3. Future Directions: Toward Deeper Music Understanding and Finer Spatio-Temporal Modeling
Based on the analysis, the survey points out that current methods still have significant room for improvement in comparison and temporal reasoning tasks requiring deep musical understanding. Four actionable directions are proposed: explicitly integrating music theory priors (rhythm analysis, harmony theory) into models; developing finer-grained spatio-temporal attention mechanisms to align visual actions with sound output; utilizing pre-trained music models for transfer learning; and constructing larger-scale, more diverse datasets covering more performance scenarios and cultures.
Key Experimental Results¶
Main Results¶
Performance Comparison of Baseline Methods on MUSIC-AVQA (Partial)
| Method | Spatio-temporal Design | Avg Acc | Comparison Questions | Temporal Questions |
|---|---|---|---|---|
| AVST (2022) | ✓ | Baseline | — | — |
| Amuse (2024) | ✓ | SOTA | Strong | Strong |
| GPT-4o | × | Medium | Weak | Weak |
| General MLLM | × | Lower than specialized | Weak | Weak |
Key Findings¶
- Methods with explicit spatio-temporal designs consistently outperform those without.
- General MLLMs (e.g., GPT-4o) underperform compared to specialized designs in Music AVQA.
- Data bias was a significant reason for the inflated performance of early methods; the balancing in v2.0 exposed the true weaknesses of models.
- Robustness evaluation (MUSIC-AVQA-R) reveals that models significantly degrade on tail samples.
Highlights & Insights¶
- The first comprehensive survey of Music AVQA, providing a systematic overview of the field.
- The argument that "general models are insufficient and specialization is required" is well-supported by empirical evidence, offering clear guidance for future research.
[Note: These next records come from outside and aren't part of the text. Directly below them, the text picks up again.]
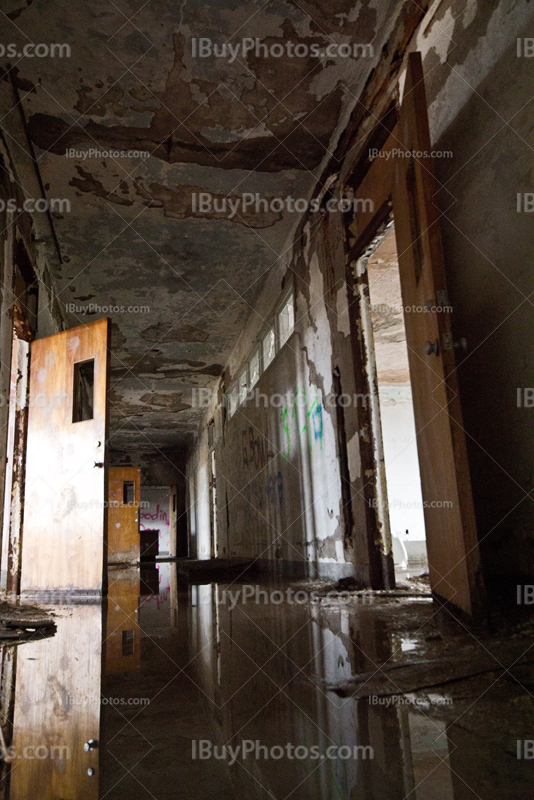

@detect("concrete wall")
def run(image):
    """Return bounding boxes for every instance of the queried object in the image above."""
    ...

[425,2,534,582]
[187,209,376,580]
[188,0,534,592]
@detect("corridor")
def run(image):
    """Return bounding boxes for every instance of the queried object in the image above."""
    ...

[0,0,534,800]
[4,563,534,800]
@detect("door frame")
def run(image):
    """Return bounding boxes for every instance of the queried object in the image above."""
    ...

[344,52,485,619]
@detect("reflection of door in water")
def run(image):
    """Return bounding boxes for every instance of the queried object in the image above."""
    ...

[21,319,108,594]
[108,467,141,564]
[106,567,141,675]
[10,604,102,800]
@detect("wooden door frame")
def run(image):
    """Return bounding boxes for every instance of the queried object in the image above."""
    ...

[345,52,485,619]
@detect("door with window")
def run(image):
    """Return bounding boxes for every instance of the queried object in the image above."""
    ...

[21,319,109,595]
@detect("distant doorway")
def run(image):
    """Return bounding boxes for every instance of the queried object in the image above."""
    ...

[362,222,428,580]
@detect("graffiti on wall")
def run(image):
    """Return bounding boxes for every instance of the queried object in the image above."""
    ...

[282,386,323,461]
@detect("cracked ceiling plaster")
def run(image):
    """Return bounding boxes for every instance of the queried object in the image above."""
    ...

[7,0,398,449]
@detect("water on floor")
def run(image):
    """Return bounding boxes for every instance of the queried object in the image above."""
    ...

[0,563,534,800]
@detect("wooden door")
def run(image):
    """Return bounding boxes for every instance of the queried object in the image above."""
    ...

[105,567,141,675]
[108,467,141,564]
[392,53,483,616]
[9,603,102,800]
[21,319,109,595]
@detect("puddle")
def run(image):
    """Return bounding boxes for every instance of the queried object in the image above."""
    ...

[0,563,534,800]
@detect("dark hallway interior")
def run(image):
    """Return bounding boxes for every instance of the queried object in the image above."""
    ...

[0,0,534,800]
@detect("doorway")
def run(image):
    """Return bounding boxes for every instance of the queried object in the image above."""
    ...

[359,220,428,581]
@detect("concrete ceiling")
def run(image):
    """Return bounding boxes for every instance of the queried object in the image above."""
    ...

[3,0,398,456]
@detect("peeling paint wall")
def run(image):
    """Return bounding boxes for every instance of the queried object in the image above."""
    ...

[425,2,534,587]
[185,0,534,580]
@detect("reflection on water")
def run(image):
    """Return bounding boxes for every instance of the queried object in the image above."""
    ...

[0,563,525,800]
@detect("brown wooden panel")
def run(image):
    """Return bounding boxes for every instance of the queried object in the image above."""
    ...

[108,467,141,564]
[393,53,483,615]
[106,568,141,675]
[21,319,108,594]
[10,604,102,800]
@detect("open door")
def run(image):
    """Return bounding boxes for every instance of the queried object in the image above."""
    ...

[392,53,483,616]
[21,319,109,596]
[9,603,102,800]
[108,467,141,564]
[347,53,484,617]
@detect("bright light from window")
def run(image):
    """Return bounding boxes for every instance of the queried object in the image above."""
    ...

[226,383,237,418]
[248,350,260,389]
[261,331,275,369]
[237,369,248,405]
[278,294,295,347]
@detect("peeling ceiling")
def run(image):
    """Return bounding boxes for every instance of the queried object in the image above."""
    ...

[3,0,399,450]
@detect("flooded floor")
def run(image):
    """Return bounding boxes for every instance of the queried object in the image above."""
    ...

[0,563,534,800]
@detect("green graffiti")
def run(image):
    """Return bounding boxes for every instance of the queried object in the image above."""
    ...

[282,386,323,461]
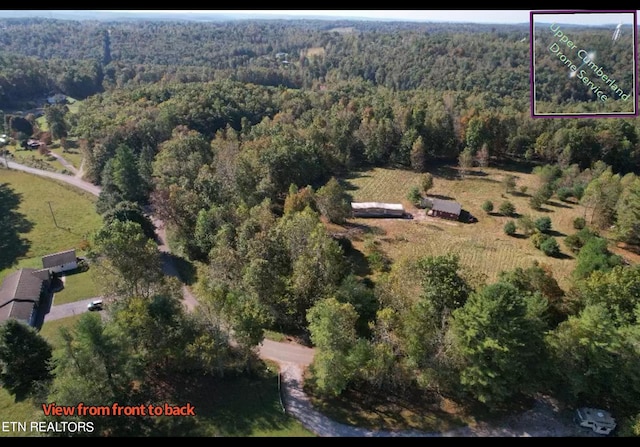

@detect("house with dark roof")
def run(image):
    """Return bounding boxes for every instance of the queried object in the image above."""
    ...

[42,250,78,273]
[0,268,51,326]
[427,199,462,220]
- The detailed analysis of dataset bias provides valuable lessons for benchmark research across all multimodal domains.
Limitations & Future Work¶
- As a survey, it lacks a new methodological contribution.
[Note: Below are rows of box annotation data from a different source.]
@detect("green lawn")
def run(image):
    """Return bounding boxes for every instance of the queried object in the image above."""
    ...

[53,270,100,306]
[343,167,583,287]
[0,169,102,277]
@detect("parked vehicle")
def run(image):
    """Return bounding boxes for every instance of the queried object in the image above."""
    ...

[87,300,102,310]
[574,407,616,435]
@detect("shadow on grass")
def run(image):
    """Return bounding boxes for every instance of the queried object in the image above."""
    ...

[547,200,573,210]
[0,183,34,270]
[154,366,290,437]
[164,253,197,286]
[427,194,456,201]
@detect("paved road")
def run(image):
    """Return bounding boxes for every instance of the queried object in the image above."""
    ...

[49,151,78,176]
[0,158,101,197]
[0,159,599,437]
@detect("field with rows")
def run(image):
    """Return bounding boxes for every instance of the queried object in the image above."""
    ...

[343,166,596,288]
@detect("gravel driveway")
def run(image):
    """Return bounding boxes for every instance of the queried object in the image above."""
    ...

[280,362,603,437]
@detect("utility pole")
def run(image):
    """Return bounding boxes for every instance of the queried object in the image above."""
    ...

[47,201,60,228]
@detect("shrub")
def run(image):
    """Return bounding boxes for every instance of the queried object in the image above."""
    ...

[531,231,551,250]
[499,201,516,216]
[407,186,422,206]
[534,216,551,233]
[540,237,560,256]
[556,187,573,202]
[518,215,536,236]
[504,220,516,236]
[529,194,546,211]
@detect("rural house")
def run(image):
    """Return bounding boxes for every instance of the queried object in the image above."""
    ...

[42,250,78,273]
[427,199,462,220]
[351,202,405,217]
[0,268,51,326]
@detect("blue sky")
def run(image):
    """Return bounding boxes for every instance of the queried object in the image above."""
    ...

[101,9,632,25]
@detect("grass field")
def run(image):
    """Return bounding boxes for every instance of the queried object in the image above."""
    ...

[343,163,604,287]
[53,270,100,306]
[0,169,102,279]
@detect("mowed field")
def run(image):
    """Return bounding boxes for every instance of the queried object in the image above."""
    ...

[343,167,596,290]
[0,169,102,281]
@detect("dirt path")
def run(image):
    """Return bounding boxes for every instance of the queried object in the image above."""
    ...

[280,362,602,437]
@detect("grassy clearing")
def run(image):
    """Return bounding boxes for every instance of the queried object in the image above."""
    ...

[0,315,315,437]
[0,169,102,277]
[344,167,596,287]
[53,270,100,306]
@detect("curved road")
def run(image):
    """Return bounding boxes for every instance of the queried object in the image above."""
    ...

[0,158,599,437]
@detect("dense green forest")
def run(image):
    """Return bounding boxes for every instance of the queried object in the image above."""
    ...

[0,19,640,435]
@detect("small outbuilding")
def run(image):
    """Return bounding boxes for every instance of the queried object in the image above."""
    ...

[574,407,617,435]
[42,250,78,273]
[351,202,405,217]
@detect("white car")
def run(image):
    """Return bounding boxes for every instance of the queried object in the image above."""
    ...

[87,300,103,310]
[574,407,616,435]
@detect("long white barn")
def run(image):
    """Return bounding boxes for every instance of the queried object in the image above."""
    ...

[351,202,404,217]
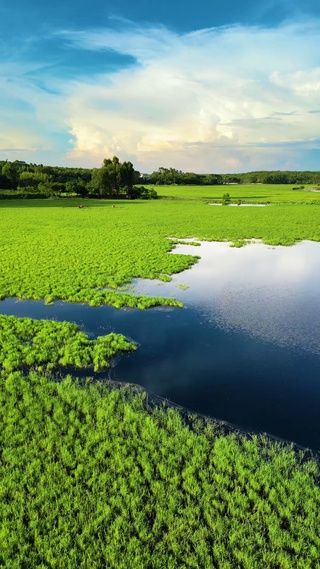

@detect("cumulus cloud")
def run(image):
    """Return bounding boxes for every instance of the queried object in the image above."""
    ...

[0,20,320,172]
[60,23,320,171]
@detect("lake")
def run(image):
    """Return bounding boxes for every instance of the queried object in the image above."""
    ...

[0,241,320,450]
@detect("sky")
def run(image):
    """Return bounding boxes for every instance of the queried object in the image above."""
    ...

[0,0,320,173]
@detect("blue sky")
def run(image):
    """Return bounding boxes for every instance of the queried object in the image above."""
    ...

[0,0,320,173]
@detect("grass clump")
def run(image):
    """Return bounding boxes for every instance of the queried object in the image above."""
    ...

[0,315,136,375]
[0,372,320,569]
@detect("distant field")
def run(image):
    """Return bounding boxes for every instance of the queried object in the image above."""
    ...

[0,197,320,308]
[152,184,320,203]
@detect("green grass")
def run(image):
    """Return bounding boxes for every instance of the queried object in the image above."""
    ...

[0,314,136,375]
[152,184,320,203]
[0,197,320,308]
[0,373,320,569]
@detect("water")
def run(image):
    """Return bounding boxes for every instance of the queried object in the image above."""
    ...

[0,242,320,450]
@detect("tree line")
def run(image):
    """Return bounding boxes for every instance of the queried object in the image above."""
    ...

[0,156,320,199]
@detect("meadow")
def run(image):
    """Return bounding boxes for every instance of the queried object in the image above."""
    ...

[0,314,136,375]
[0,197,320,309]
[0,372,320,569]
[152,184,320,203]
[0,190,320,569]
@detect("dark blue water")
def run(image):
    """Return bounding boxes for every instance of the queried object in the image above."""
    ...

[0,244,320,450]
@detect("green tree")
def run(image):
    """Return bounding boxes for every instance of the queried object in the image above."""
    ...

[2,162,19,190]
[90,156,135,198]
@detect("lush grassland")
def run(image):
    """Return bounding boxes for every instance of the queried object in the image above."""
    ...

- The analysis is primarily based on secondary processing of published results, lacking a fair comparison on a unified experimental platform.
- Music AVQA datasets remain limited to relatively simple question types; complex music analysis (e.g., harmonic progression, musical form analysis) has not yet been addressed.
Related Work & Insights¶
- vs General AVQA Surveys: Specifically focuses on the music domain for the first time, revealing the limitations of general methods in musical contexts.
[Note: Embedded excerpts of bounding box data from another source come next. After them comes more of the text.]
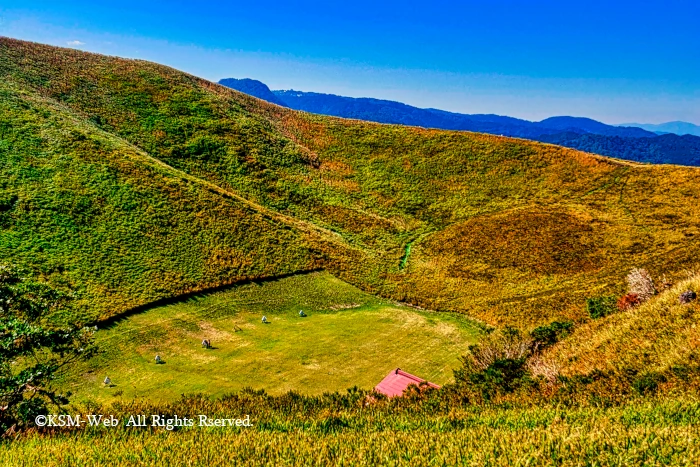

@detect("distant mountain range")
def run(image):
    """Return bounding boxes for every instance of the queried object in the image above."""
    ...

[620,122,700,136]
[219,78,700,166]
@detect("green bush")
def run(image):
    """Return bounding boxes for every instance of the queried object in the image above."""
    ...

[632,371,666,395]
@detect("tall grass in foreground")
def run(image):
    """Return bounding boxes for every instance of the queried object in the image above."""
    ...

[0,399,700,467]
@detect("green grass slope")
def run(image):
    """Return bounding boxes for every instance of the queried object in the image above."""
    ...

[0,77,314,322]
[0,38,700,326]
[61,273,480,403]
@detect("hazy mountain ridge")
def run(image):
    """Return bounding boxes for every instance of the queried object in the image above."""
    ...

[220,80,700,165]
[621,121,700,136]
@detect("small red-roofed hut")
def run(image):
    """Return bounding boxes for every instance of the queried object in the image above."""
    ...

[374,368,440,397]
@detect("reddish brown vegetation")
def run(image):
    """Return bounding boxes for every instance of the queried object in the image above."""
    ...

[617,292,642,311]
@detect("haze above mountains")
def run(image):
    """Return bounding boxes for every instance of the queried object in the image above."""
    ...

[219,78,700,166]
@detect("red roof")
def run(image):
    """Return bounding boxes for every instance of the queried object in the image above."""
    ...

[374,368,440,397]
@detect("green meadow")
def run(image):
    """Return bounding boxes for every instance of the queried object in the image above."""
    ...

[62,272,481,402]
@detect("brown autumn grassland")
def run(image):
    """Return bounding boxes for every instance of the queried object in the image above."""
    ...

[0,38,700,465]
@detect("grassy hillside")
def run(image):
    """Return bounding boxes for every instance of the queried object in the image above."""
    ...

[0,38,700,326]
[548,275,700,385]
[62,273,479,402]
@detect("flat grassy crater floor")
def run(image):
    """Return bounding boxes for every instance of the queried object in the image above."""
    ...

[61,272,480,402]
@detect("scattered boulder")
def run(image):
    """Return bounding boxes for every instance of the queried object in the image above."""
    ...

[678,290,698,305]
[617,292,642,311]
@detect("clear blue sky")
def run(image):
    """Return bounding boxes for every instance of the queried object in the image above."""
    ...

[0,0,700,124]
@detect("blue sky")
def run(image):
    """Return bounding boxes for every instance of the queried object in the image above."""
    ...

[0,0,700,124]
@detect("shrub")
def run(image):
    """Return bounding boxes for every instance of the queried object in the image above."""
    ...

[678,290,698,305]
[586,295,617,319]
[454,326,534,399]
[627,268,656,302]
[617,293,642,311]
[462,326,532,371]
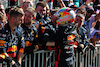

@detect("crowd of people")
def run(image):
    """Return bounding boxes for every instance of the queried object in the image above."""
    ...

[0,0,100,67]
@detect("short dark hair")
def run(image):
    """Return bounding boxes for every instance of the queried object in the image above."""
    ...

[9,7,24,18]
[36,1,46,8]
[5,6,13,14]
[76,8,86,16]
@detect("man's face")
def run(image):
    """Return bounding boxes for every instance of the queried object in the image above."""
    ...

[36,6,44,14]
[75,16,84,28]
[24,12,33,25]
[0,5,5,14]
[14,15,24,26]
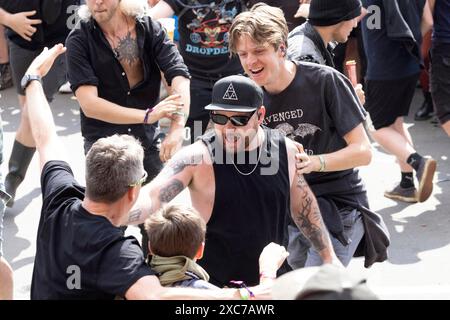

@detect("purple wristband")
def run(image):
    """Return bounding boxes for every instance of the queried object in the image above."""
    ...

[144,108,153,124]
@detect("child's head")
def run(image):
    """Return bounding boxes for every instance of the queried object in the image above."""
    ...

[145,205,206,259]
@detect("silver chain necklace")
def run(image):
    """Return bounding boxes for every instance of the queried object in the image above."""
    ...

[231,145,263,176]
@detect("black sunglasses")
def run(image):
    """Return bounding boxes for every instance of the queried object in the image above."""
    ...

[209,110,256,127]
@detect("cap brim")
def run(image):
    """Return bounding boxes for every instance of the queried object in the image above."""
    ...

[205,104,256,112]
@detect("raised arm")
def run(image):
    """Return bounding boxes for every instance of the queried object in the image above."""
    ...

[128,143,206,224]
[149,0,175,20]
[286,139,338,263]
[24,44,66,170]
[0,8,42,41]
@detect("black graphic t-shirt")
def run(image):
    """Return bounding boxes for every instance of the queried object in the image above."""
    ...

[263,62,365,184]
[165,0,243,80]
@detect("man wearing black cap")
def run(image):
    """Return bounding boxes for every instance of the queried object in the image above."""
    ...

[132,76,336,286]
[287,0,365,104]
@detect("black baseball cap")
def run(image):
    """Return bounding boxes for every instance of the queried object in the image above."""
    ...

[205,75,264,112]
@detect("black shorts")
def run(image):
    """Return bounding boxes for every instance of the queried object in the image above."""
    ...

[430,43,450,124]
[365,74,419,130]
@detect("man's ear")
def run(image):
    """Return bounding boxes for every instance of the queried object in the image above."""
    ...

[194,242,205,260]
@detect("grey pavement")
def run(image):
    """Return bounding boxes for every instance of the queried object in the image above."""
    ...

[0,85,450,299]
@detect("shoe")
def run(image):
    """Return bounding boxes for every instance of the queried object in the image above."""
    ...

[416,159,437,202]
[414,92,434,121]
[384,185,417,203]
[0,63,14,90]
[5,140,36,208]
[59,81,72,93]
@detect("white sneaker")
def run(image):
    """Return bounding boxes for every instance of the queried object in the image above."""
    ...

[59,81,72,93]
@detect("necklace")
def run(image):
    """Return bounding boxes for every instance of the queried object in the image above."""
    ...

[104,15,131,59]
[231,132,264,176]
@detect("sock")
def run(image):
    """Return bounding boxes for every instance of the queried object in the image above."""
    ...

[406,152,423,171]
[400,172,414,189]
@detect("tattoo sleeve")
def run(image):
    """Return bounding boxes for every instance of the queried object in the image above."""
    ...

[293,176,330,252]
[159,179,184,203]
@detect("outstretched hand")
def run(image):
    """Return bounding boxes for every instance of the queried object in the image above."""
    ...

[26,43,66,77]
[259,242,289,279]
[7,10,42,41]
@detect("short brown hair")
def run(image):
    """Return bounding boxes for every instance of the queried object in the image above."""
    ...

[145,205,206,259]
[229,2,289,53]
[85,134,144,203]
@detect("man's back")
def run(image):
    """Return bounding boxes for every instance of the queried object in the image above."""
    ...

[31,161,152,299]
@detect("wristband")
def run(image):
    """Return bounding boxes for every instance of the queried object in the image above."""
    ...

[259,272,277,279]
[144,108,153,124]
[318,154,326,172]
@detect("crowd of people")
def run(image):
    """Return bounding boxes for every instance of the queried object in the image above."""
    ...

[0,0,444,299]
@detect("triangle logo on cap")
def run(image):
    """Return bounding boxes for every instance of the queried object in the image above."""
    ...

[222,83,238,100]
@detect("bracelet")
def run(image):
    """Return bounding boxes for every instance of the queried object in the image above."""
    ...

[259,272,277,279]
[144,108,153,124]
[239,286,255,300]
[230,280,256,300]
[318,154,326,172]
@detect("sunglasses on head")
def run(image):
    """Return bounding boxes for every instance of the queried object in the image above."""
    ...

[128,171,148,188]
[210,110,256,127]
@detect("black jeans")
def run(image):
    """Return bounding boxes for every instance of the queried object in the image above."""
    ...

[430,43,450,124]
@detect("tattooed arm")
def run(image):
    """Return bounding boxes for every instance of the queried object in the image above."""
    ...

[286,139,337,263]
[127,142,203,225]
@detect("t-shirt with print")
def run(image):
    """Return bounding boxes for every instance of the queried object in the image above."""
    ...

[165,0,243,80]
[31,161,154,300]
[263,62,365,185]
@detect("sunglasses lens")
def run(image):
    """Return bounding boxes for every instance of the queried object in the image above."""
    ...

[230,116,250,127]
[211,113,228,126]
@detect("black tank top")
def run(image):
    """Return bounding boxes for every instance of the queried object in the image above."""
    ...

[198,128,290,287]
- vs Music Information Retrieval (MIR) Surveys: Approaches from a QA task perspective, supplementing the multimodal reasoning perspective missing in traditional MIR research.
Rating¶
- Novelty: ⭐⭐⭐ Survey work with limited novelty, but possesses value as the first in the field to fill the gap.
- Experimental Thoroughness: ⭐⭐⭐ Systematically organizes existing results but lacks new experiments.
- Writing Quality: ⭐⭐⭐⭐ Clearly structured and systematically analyzed.
- Value: ⭐⭐⭐⭐ Provides a comprehensive introductory guide and design instructions for Music AVQA researchers.